File Photo: A Turkish army tank and an armoured vehicle are stationed near the Turkish-Syrian border in Karkamis in the southeastern Gaziantep province, Turkey, August 23, 2016 (Photo: Reuters)
Turkish-backed rebels launched an assault on city of al-Bab in northern Syria held by the Islamic State (IS) militants on Friday, opposition fighters said, and Turkish warplanes hit dozens of Islamist militants targets in support of the offensive.
Hundreds of Arab and Turkmen fighters involved in the assault took control of at least two villages west of al-Bab, the fighters said. Turkish state media said late on Thursday that Ankara had sent 300 Turkish commandos to northern Syria as a reinforcement.
The operations are the latest in Turkey's "Operation Euphrates Shield", a military incursion launched three and a half months ago in support of the rebels, and meant to push both IS militants and Kurdish fighters back from the border.
The Turkish army said its air strikes on Friday morning destroyed 34 IS targets, including militant bases, shelters, vehicles mounted with guns, and ammunition depots. Ten targets had also been hit the day before.

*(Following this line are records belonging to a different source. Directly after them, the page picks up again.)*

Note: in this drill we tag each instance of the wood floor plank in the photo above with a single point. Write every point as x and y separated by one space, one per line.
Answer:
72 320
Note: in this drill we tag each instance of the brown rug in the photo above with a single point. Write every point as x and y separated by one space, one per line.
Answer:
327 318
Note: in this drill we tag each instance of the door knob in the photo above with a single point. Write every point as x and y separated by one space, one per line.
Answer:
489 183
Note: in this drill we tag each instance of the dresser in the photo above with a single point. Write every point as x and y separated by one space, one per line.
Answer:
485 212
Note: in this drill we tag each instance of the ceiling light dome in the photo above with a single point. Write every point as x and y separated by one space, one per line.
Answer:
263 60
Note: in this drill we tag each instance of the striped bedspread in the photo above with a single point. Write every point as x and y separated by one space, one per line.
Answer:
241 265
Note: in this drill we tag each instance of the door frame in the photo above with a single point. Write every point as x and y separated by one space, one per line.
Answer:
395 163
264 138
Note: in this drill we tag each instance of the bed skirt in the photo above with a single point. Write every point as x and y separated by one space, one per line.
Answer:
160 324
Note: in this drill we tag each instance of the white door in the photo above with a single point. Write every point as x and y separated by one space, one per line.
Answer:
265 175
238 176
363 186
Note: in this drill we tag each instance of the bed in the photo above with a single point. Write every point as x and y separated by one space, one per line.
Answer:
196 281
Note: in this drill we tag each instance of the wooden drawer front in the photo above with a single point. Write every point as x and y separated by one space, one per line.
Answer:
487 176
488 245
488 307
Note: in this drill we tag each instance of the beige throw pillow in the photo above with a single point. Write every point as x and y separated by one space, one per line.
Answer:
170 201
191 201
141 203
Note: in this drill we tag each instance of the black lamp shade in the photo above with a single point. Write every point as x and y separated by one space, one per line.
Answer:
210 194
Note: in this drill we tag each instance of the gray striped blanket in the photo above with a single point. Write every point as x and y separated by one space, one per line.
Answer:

The military also said the rebels it backs had seized control of an important highway between the towns of al-Bab and Manbij, around 50 km (30 miles) to the east.
"There is a major assault under way," a fighter with the Turkmen Sultan Murad brigade speaking from inside Syria said. "God willing we will break (IS) resistance this time. Very powerful troops were sent last night."
The Syrian Observatory for Human Rights, which monitors the conflict through a network of sources in the country, confirmed there was an increase in the number of Turkish troops with the Euphrates Shield forces and that they were shelling heavily on Friday as they attempted to advance on al-Bab.
The Observatory said explosions triggered by IS had caused casualties in a village close to al-Bab. It also said it had received information that 12 civilians were killed and 10 wounded as a result of air strikes and bombardment by Turkish forces targeting al-Bab.
The advance of the Turkish-backed forces potentially pits them against both Kurdish fighters and Syrian government forces in an increasingly messy battlefield.
Al-Bab is of particular strategic importance to Turkey, partly because Kurdish-dominated militias have also been pursuing a campaign to seize it.
Ankara is determined to prevent the Kurdish YPG militia, which it sees as a hostile force, from joining up cantons it controls along the Turkish border, for fear that would stoke Kurdish separatism at home.